While there was speculation that the 35-year-old’s public confession could have had some compensatory effect on his punishment, the ECB decision made it clear that Vincent will never be able to coach, advise or even conduct lessons for children in his chosen sport.
Vincent accepted his fate, saying in his statement: ‘It is entirely my fault that I’ll never be able to stand in front of a game again. It’s entirely my fault that I will not be able to apply my skills in a positive way to help future cricketers, but it is entirely possible that I can use this moment to convince others not to be tempted by wrongdoing’.

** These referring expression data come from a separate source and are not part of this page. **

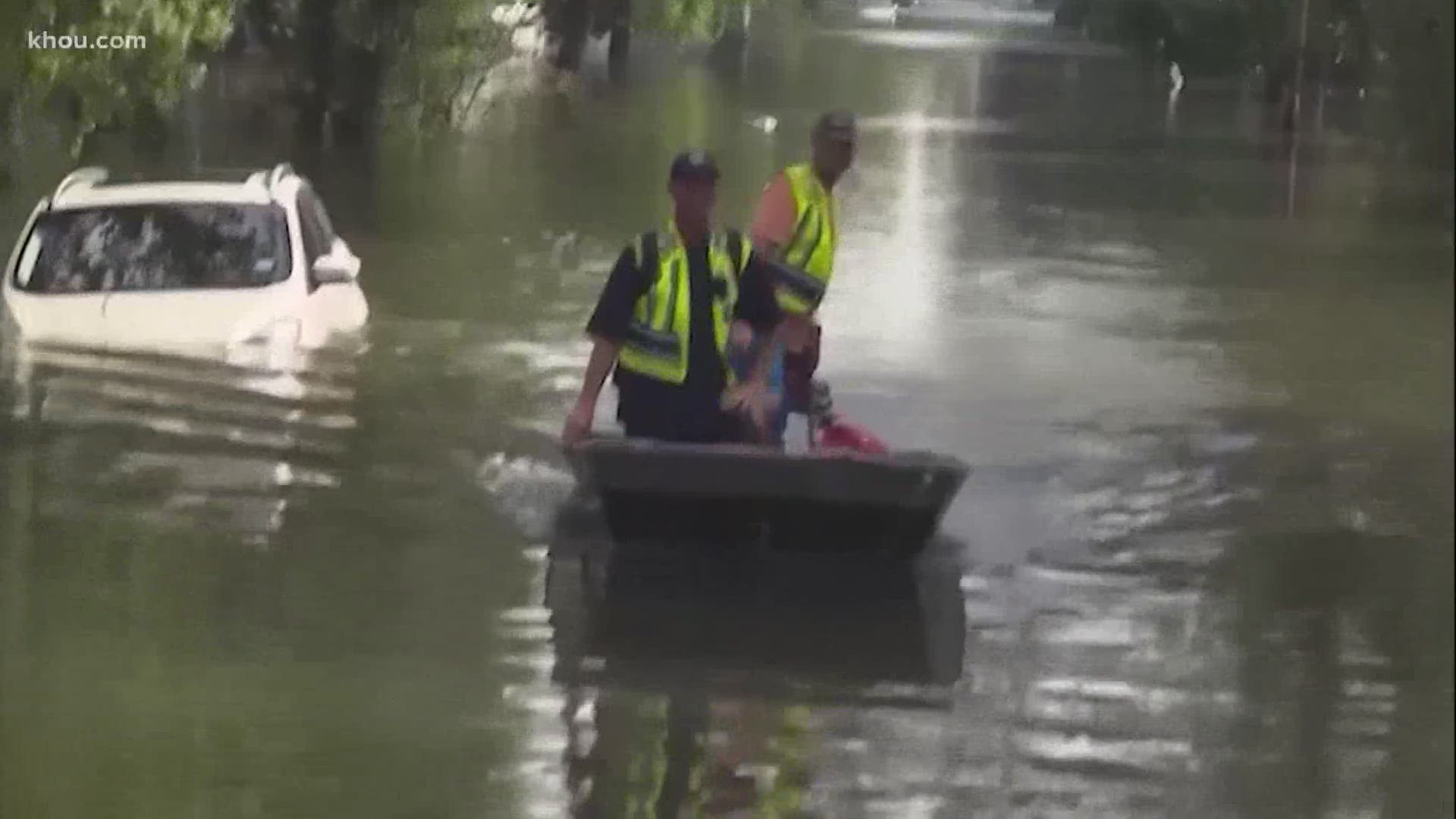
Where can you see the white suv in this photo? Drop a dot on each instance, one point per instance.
(184, 265)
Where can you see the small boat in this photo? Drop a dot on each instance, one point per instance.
(858, 497)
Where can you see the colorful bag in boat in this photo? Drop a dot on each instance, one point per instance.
(808, 259)
(657, 335)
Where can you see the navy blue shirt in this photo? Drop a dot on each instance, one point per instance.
(691, 411)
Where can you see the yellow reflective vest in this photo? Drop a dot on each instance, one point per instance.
(657, 337)
(808, 259)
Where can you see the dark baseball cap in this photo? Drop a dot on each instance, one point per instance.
(693, 165)
(839, 126)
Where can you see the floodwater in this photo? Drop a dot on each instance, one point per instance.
(1201, 567)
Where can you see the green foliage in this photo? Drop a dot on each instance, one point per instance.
(441, 67)
(121, 83)
(686, 19)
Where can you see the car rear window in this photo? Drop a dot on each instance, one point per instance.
(156, 246)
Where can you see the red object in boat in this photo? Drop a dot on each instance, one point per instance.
(840, 435)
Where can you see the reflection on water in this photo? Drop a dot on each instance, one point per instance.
(1200, 567)
(188, 442)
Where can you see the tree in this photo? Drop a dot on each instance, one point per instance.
(120, 86)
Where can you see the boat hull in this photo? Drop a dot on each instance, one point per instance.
(736, 494)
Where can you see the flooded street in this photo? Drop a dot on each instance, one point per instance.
(1201, 566)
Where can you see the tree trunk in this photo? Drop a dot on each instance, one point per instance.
(620, 42)
(566, 24)
(316, 38)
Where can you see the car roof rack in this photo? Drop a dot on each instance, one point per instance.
(278, 174)
(80, 177)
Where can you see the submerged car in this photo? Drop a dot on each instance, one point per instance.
(180, 265)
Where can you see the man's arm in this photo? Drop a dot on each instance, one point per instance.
(761, 309)
(607, 328)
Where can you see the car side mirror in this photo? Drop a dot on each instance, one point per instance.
(337, 267)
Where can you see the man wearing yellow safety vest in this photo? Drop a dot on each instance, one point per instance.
(672, 309)
(797, 228)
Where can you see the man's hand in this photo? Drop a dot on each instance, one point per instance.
(579, 423)
(752, 400)
(740, 335)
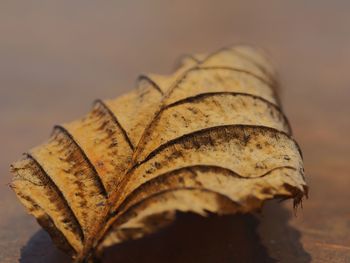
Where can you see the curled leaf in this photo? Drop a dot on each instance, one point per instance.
(209, 138)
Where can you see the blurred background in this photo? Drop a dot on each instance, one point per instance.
(56, 57)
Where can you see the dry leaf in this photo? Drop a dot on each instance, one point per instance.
(210, 138)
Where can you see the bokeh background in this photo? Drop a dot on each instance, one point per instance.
(56, 57)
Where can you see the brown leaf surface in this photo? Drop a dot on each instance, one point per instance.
(210, 138)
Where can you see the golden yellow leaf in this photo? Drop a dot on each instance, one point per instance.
(209, 138)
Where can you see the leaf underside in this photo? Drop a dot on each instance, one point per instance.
(210, 138)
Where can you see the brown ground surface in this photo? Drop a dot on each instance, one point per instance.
(57, 56)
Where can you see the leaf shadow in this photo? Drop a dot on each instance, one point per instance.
(192, 238)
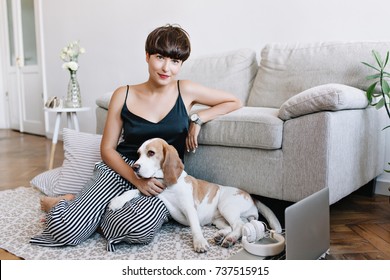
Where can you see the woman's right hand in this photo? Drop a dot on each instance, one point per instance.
(150, 187)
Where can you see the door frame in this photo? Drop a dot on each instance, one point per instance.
(4, 56)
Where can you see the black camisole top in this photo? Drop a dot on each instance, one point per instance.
(173, 128)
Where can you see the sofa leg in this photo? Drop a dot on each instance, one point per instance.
(368, 189)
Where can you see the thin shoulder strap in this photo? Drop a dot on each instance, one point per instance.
(178, 86)
(127, 93)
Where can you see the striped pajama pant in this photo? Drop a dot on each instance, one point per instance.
(72, 222)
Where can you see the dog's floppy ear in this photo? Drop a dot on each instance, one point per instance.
(172, 165)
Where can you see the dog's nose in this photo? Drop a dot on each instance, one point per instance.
(136, 167)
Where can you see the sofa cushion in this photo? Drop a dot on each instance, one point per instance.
(330, 97)
(81, 153)
(249, 127)
(288, 69)
(232, 71)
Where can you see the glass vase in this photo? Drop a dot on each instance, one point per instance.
(73, 97)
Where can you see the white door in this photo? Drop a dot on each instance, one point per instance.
(23, 67)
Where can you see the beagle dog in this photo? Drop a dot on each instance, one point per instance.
(193, 202)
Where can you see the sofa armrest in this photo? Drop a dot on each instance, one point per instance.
(328, 97)
(342, 150)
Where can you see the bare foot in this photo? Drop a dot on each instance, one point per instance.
(48, 202)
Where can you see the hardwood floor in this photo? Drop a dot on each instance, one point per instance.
(360, 225)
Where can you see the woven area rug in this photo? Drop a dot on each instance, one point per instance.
(20, 217)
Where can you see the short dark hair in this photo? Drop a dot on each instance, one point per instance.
(169, 41)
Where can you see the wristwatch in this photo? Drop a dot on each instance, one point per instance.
(195, 119)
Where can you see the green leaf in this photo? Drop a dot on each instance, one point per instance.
(373, 77)
(370, 91)
(380, 104)
(385, 87)
(386, 60)
(373, 67)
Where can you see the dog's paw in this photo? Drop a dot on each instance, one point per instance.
(201, 245)
(117, 203)
(228, 242)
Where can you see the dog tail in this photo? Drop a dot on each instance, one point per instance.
(269, 215)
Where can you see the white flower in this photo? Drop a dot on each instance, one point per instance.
(70, 53)
(71, 65)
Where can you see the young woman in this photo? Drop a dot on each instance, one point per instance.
(156, 108)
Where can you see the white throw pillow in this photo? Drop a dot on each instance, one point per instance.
(46, 181)
(329, 97)
(81, 153)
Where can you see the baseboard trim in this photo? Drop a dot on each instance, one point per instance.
(382, 187)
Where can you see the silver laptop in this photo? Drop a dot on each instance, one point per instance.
(307, 230)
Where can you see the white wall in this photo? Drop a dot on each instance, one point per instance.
(114, 31)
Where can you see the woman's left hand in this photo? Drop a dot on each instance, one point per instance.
(192, 137)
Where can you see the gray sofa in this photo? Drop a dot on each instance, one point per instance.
(305, 124)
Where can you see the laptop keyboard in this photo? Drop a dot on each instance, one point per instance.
(281, 256)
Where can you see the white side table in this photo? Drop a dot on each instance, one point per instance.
(72, 122)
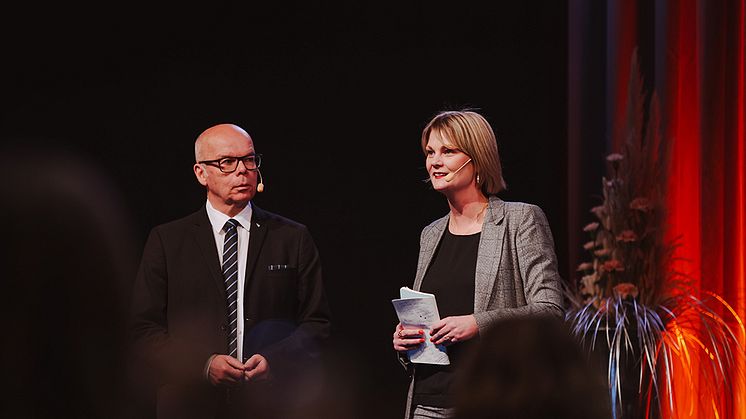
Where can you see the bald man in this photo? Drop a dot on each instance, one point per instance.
(219, 338)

In his bare and seemingly heartfelt confession, Vincent gave cricket a fulcrum for the necessary learning and growing conversations around the impacts of corruption.
English cricketer Stuart Broad, in commenting on Vincent’s case, noted that there was no longer an excuse for naivety.
‘We sit through the most boring of lectures saying “watch out for this” or “watch out for that” and are given helplines and all that sort of thing ... if you get a life ban from cricket then what on earth are you going to do with your life? That might make you think twice about doing something silly.’
Some commentators noted the unusual nature of Vincent’s statement, in which he did not attempt to explain or justify his actions, or publicly point fingers.
Vincent’s statement was a model for how to humbly own up to wrongdoings and to be accountable, without the all-too-frequent justification and defence of actions and motives we hear from others involved in sport.
In his statement he also acknowledged that the sport’s own mechanisms had helped him come forward, in particular the International Cricket Council’s Anti Corruption and Security Unit (ACSU), which Vincent said provided help and support for all players and ‘has helped me a great deal’.
In making his statement public and cooperating with authorities, Vincent has also stopped the sport and cricketing media from getting bogged down in speculation around his case, allowing cricket to move on and focus its resources and attention on other investigations.
Finally, Vincent’s example has also provided a wake-up call for players on their responsibilities to the sport. As he says:
‘For sport to prosper it is up to players to police the game, because they are the ones that will ultimately lose out and allow themselves to be used as pawns to make money.'
‘No one should ever be put in a position and no one should ever allow themselves to forget what sport is about and let money rule their decisions. The decisions I made were wrong. Players must be better than that; above reproach, for the fans, for the sport.’